Amelia (Molly Powell), a historian, is doing research on prominent female terrorists. Among her subjects are Leila Khaled (Marianna Newhard), who hijacked a plane in 1969 to bring attention to the cause of Palestinian liberation; Kim Hyon Hui (Lael Logan), a North Korean espionage agent who planted a bomb that destroyed a South Korean airliner in 1987; Shelley Shannon (Alison Weller), an anti-abortionist responsible for torching several women's clinics and shooting Dr. George Tiller in Wichita, Kansas in 1993; Tahana Titi (Zina Camblin), a Muslim woman who attempted a suicide bombing in Jerusalem in 2002; and Zarema (Nicole Godino), a widow involved in the takeover of a Moscow theater in 2002. All of these women exist in real life with the exception of Zarema, who is a composite character based on the lives of several female Chechen rebels.
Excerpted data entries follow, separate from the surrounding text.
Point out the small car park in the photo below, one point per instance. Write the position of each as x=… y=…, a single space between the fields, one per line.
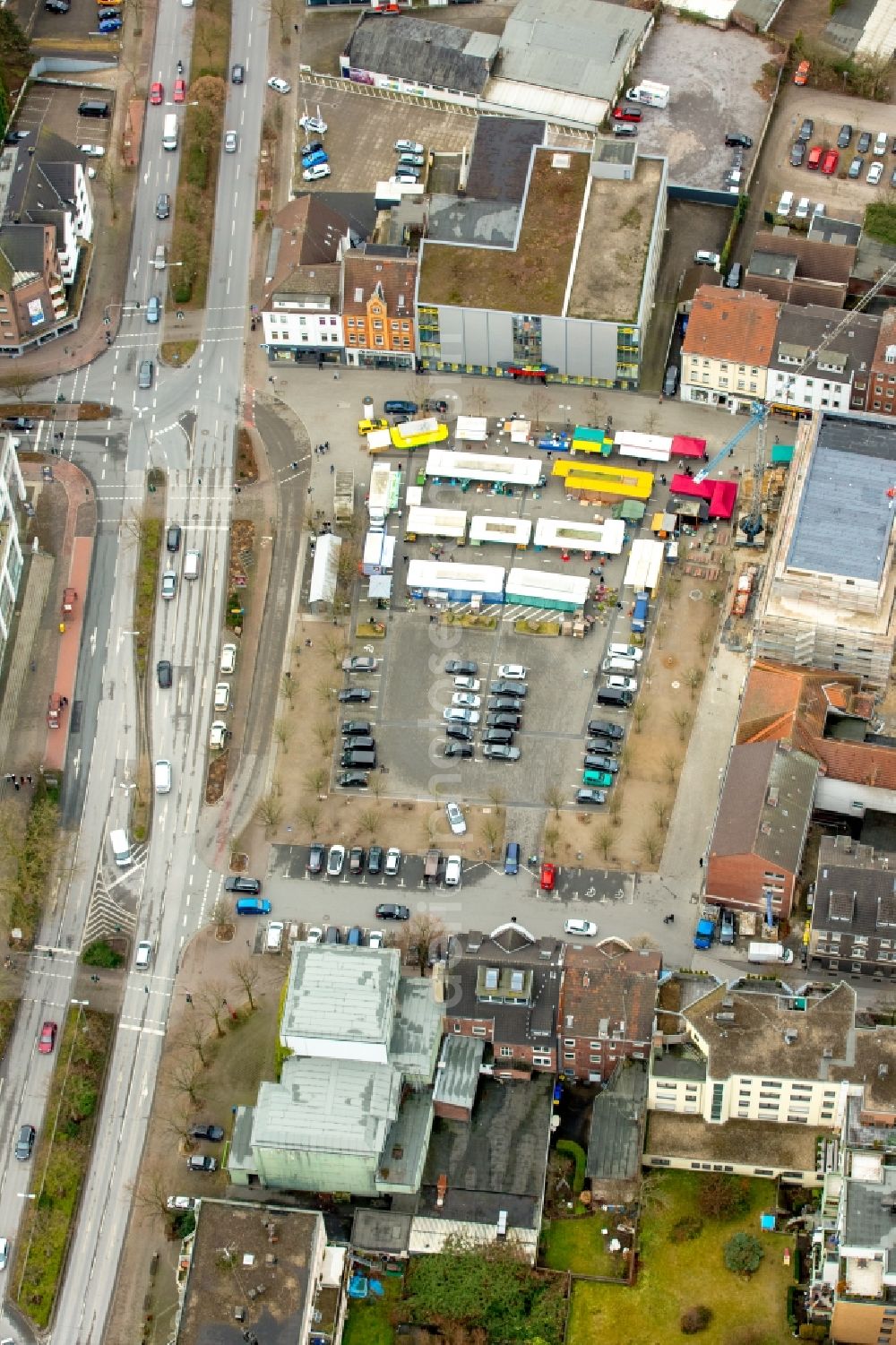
x=47 y=1039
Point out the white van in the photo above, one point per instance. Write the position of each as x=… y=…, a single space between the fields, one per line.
x=616 y=665
x=120 y=848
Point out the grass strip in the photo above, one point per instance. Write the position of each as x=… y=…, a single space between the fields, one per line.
x=62 y=1161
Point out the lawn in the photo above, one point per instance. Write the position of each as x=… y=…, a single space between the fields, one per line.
x=579 y=1245
x=673 y=1277
x=369 y=1320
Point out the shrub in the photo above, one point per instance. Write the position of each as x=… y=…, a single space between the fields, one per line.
x=686 y=1229
x=696 y=1320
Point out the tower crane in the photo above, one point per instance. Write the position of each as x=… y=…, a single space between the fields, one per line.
x=753 y=522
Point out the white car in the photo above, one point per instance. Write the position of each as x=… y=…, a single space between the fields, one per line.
x=466 y=700
x=625 y=651
x=455 y=714
x=455 y=819
x=587 y=928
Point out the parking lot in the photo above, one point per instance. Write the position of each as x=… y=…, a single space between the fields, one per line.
x=362 y=129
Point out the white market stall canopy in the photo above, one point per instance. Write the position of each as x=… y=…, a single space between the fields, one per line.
x=644 y=564
x=512 y=531
x=577 y=536
x=437 y=522
x=482 y=467
x=474 y=428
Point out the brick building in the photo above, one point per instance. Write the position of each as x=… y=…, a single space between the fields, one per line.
x=761 y=827
x=607 y=1002
x=504 y=988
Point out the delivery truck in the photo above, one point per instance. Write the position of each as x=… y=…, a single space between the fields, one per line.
x=770 y=953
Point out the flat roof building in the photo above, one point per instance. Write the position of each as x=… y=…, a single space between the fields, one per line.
x=828 y=596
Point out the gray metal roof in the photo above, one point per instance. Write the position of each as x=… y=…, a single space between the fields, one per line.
x=334 y=1106
x=458 y=1073
x=424 y=51
x=343 y=993
x=576 y=46
x=845 y=520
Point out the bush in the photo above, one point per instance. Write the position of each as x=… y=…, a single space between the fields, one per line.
x=101 y=953
x=696 y=1320
x=743 y=1254
x=686 y=1229
x=577 y=1153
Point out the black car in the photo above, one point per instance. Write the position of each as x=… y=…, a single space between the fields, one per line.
x=598 y=762
x=607 y=728
x=212 y=1133
x=517 y=689
x=389 y=910
x=504 y=720
x=238 y=884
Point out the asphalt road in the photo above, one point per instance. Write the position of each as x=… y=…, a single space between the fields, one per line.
x=185 y=423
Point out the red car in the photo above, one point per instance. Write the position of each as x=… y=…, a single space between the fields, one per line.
x=47 y=1039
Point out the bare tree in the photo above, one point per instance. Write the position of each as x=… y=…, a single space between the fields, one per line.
x=270 y=811
x=246 y=972
x=212 y=996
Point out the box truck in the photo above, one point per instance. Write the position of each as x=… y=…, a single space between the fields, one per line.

Urban's play goes back and forth between scenes from Amelia's historical chronicle of female terrorists and Amelia's own story, which takes place in a dystopian near future that is, sadly, very easy to imagine. In it, America is fighting yet another war; bombings, terror alerts, and kidnappings are increasingly common. The subject of Amelia's research has raised some red flags among U.S. government officials. Her computer has been seized, her notes confiscated. Pushed to her limit, Amelia meets a group of women who are ready to "bring the wars home"; they want to send a message to both the government and the multinational corporations that are profiting from wars overseas (think Haliburton). Asked to document the work that the women do and to tell their story, Amelia finds her involvement becoming less and less academic.

Powell has a solid stage presence but her characterization lacks the emotional shadings that the script seems to require. Weller is riveting as Shelley Shannon, bringing both humor and a chilling remorselessness to her portrayal. She also does well as Karen, one of the women in the terrorist cell with whom Amelia becomes involved. Travis York makes a strong impression in a variety of roles, particularly as a detestable government agent who, despite his personable demeanor, seems to thrive on cruelty. The rest of the cast is adequate without being particularly distinctive.

Urban doesn't demonize any of the historical women whose life stories he has borrowed for this play; he clarifies their motivations and often puts them in a rather sympathetic light even as he details the horrible crimes that they committed or attempted to commit. At times, Urban employs a whimsical tone and the audience ends up laughing at some of the quirkier personalities, particularly Tahana Titi.

Director Laramie Dennis seems to have difficulty in establishing the right tone for certain scenes. She's better at teasing out the play's dark humor than she is at building dramatic tension; some of the more serious moments are overplayed in a manner that is corny and/or unbelievable. The pacing of the production is slack, and the transitions between Amelia's historical chronicle of the female terrorists and her own story are, at times, awkwardly handled. The play's resolution seems rushed and unconvincing as Urban substitutes quick, melodramatic plot turns for character development. The emotional journey that Amelia undergoes within the play is muddled at best; key moments of her story are either missing or given such a superficial gloss as to have no meaning.